Jugendarbeit : Der „Mädchentag“ kommt sehr gut an

Die Offene Jugendeinrichtung Aldenhoven bietet einen „Mädchentag“ an. Diesen verbringen die Mädchen mit Trampolinspringen.

Immer wieder gelobt wird die Offene Jugendeinrichtung der Gemeinde Aldenhoven in Siersdorf. Nicht nur von den Jugendlichen und ihren Eltern, auch das Kreisjugendamt lobt ihr hervorragendes Profil, für das die beiden hier seit vielen Jahren tätigen Leiterinnen Wilma Gernert und Doris Schmid verantwortlich sind.

Bedingt durch die angekündigte vermeintliche Unterbringung einer Vielzahl von Asylbewerbern musste die Einrichtung im Sommer 2015 ihr „Stammhaus“ am Fußballstadion aufgeben und sich in den Kellerräumen des Kindergartens neu einrichten. Das ist geschafft, und die Attraktivität der Einrichtung hat nicht gelitten. Seit Jahren kooperiert die Siersdorfer Einrichtung mit „Youngside“, der von Annabelle Hampe geleiteten Jugendeinrichtung der evangelischen Kirche Aldenhoven.

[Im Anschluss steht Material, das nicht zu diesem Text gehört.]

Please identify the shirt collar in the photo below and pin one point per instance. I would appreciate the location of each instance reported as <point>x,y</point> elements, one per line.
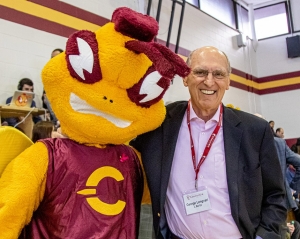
<point>214,118</point>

Mit ihr gemeinsam fand jetzt der „Mädchentag“ statt mit dem Besuch der „Superfly-Air-Sport-Halle“ in Herzogenrath. Das war ganz nach dem Geschmack der Mädchen. Die über 4000 Quadratmeter große Sporthalle ist bestückt mit 39 professionellen Trampolingeräten. Mit Begeisterung gingen die Mädchen zur Sache, zunächst zaghaft, dann mit mehr Mut gelangen die Sprünge immer höher. Und zum Schluss gab es trotz der mitgenommenen Lunchpakete einen Big Mac und das Versprechen, im zweiten Halbjahr einen weiteren Mädchentag anzubieten.